SINGAPORE - In contempt proceedings that started three years ago, the Attorney-General's Chambers (AGC) on Thursday (July 2) asked the High Court to impose a $15,000 fine on Mr Li Shengwu, nephew of Prime Minister Lee Hsien Loong, over a post he made on Facebook in July 2017.
State Counsel Low Siew Ling also argued that Mr Li should be given a default sentence of two weeks' jail if he fails to pay the fine.
Justice Kannan Ramesh reserved judgment and will give his decision at a later date.
Mr Li, who announced in January that he would no longer participate in the proceedings, was absent from court.
But Ms Low asked for the hearing to proceed, saying that Mr Li had chosen to absent himself despite multiple reminders sent to him in February and March that he has been ordered to attend court to be cross-examined.
The reminders were sent via e-mail as well as via courier to Harvard University, where Mr Li, 35, is an assistant professor of economics, she said.
Ms Low said she would not ask the court to exclude Mr Li's defence affidavit, which he filed in September last year, but argued that his assertions should be given little weight, given his refusal to be cross-examined.
"We do not want to give him any opportunity to suggest that we are trying to shut out his defence," she said.
In his July 15, 2017, post, Mr Li wrote that the Singapore Government is "very litigious and has a pliant court system".
The post was related to the ongoing family dispute involving his father, Mr Lee Hsien Yang, his aunt, Ms Lee Wei Ling, and PM Lee over the Oxley Road home of their late father, Mr Lee Kuan Yew, Singapore's founding Prime Minister.
Mr Li's post also included a link to a 2010 New York Times editorial which criticised his late grandfather.
On Aug 4, 2017, the AGC started contempt proceedings against Mr Li, who then mounted an unsuccessful legal challenge against the process by which court papers were served on him in the United States.
In his defence, Mr Li had contended that his post, which was visible only to his Facebook "friends", was meant to be private.
He blamed a "malicious friend" for taking a screenshot of the post which was circulated on three websites and later picked up by mainstream media.
He also said he did not think his post would gain widespread attention as he was not a public figure.
On Thursday, Ms Low argued that Mr Li should be found guilty of scandalising the judiciary, as his post posed a real risk of undermining public confidence in the administration of justice.

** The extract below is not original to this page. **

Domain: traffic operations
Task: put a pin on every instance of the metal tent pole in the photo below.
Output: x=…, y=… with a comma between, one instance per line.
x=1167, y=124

She argued that the meaning of the words "has a pliant court system" is that the judiciary is not independent and is in fact subservient to the Government.
Ms Low argued that Mr Li's Facebook friends likely comprised a substantial number of people in Singapore, including members of the media.
She noted that an AGC officer with no connections to Mr Li had 15 mutual friends with him, and that research shows an average adult had more than 300 Facebook friends.
This suggested that Mr Li had a large number of Facebook friends, she said.
She argued that Mr Li had no basis to expect that his Facebook "friends" would not share the post with others.
He also did not take steps to warn them against republishing his post, she said.
Ms Low also argued that Mr Li "engineered" his withdrawal from the proceedings after it became clear that he would be required to answer questions posed by the AGC on how many Facebook "friends" he had at the time.
She argued that it was "entirely foreseeable" that Mr Li's post would be widely republished in the public domain, given his connection to the Lee family and the timing of the post amid the family feud.
Mr Li ought to have known that his "inflammatory" post would capture attention, given that he was denouncing the court system that his grandfather had "defended his entire life", she argued.
She sought a "substantial fine" of at least $15,000, pointing to the gravity of his allegations and his lack of remorse.
She cited the case of academic Christopher Lingle, who was fined $10,000 for contempt 25 years ago.
She also cited past cases involving civil activist Jolovan Wham and author Alan Shadrake in arguing for the default jail term.